Other changes have been less noticeable. Dock upgrades last year allowed asphalt to be transported in bulk by ships. Previously, it was trucked into the area. And Oswego Marina, which the port owns, has received upgrades, including the addition of a 15-site RV park nearby for charter fishing customers. The port is also constructing a $2.1 million deep-water marina near the end of West First Street in Oswego that will include modern docks, bathrooms and a pavilion.

“Our revenue stream is stronger and more diversified than we’ve ever had in the past,” Scriber said.

Having diversified revenue streams helped the port survive the COVID-19 pandemic without resorting to layoffs, which was one of his biggest accomplishments, he said. And it helped the port rebound coming out of the pandemic.

Last year the port signed an agreement with the U.S. Army Corps Of Engineers on a project to deepen Oswego Harbor, which will make it accessible to larger container ships. The federal government also allocated nearly $18 million for critical repairs to the entire harbor breakwater and the foundation of the West Pierhead Lighthouse.

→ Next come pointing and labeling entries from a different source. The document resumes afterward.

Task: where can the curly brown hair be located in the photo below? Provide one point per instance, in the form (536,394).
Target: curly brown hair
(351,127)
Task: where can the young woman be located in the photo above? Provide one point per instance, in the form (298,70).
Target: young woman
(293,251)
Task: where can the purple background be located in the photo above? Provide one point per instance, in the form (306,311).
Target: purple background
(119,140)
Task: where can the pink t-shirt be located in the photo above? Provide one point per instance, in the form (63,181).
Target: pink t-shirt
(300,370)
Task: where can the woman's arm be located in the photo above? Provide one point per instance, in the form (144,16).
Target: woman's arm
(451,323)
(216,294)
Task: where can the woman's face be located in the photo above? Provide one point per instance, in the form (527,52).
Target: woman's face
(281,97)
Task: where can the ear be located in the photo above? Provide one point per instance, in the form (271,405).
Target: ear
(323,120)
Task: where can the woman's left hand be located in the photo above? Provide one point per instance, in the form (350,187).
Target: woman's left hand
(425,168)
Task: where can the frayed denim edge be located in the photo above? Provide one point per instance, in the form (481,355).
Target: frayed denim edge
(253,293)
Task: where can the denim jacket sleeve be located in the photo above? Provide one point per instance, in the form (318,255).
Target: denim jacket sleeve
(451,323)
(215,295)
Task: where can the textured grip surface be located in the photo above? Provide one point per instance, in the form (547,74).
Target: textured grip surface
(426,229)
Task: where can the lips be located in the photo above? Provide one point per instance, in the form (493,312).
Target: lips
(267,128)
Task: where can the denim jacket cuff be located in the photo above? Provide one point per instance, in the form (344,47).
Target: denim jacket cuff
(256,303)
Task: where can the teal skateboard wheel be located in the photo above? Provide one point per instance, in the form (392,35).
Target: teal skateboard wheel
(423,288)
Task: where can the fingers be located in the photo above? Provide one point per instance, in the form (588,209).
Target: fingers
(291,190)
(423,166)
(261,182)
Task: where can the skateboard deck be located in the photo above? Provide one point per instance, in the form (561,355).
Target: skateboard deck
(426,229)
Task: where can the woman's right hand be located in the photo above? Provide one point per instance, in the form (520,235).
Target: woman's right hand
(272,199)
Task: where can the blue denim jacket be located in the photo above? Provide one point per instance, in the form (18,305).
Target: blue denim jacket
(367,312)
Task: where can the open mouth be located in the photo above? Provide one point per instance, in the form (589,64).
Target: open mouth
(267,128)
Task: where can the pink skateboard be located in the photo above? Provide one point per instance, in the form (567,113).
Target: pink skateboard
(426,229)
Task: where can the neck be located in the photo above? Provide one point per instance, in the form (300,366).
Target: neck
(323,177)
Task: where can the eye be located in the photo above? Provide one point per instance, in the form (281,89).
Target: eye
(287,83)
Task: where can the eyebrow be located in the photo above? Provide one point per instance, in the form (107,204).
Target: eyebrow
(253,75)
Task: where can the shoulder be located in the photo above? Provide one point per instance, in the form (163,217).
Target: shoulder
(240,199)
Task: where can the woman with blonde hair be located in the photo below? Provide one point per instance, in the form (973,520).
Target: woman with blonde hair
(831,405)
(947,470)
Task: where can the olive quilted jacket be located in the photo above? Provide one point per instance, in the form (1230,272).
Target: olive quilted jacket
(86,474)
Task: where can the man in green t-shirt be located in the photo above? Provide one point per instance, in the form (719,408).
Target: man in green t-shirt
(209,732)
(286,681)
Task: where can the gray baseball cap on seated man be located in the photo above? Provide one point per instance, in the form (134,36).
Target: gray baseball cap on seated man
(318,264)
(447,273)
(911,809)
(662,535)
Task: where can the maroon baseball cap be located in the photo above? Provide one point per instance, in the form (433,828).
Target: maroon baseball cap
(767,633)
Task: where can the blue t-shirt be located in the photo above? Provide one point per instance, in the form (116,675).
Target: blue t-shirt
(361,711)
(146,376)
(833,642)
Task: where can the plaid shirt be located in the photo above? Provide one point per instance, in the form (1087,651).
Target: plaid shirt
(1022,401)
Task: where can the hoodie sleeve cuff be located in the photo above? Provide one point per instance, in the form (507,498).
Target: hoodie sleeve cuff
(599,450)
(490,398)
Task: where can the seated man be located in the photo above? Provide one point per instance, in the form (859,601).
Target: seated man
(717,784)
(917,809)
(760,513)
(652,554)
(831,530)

While many of the most dramatic improvements at the port have occurred during Scriber’s tenure, he’s quick to point out that he hasn’t done it alone. He said he now has an excellent team that can run the port even when he’s not there.

Scriber said he tries to set the example for the port’s management team with a relentless work ethic. He typically spends a couple of hours working from home and then a full eight-hour day at the office.

Much of his day is consumed by phone calls, email and courting potential customers in an effort to bring in new business. And he’s often working on grant applications (the port doesn’t have a dedicated grant writer) that have helped pay for millions of dollars in improvements. His one bit of down time is usually when he eats lunch, packed by his wife, at his desk.

He doesn’t consider himself a micromanager but he likes to be hands-on, getting away from his desk when possible. That means getting out in the field to see how things are working or not working. Scriber will still be on site when a ship or barge comes in to be unloaded.

“I learned a valuable lesson in my military career and business,” he said. “You never lead from the back, you lead from the front.”

And he still has plans for the port’s future. The new marina on West First Street is finishing up and the break-water repairs and harbor-deepening are scheduled to begin soon.

Scriber is finishing a grant application that would allow the port to expand its rail operations and he said the port is in the planning stages for building a new heated warehouse that’s solar-powered. The port is also preparing for an increase in business shipping construction materials when Micron Technology begins building its semiconductor plant nearby in Onondaga County.

“It all goes back to my passion for the port, I have a driving passion for what I do,” he said. “I saw a port that could be greater than it was at the time.”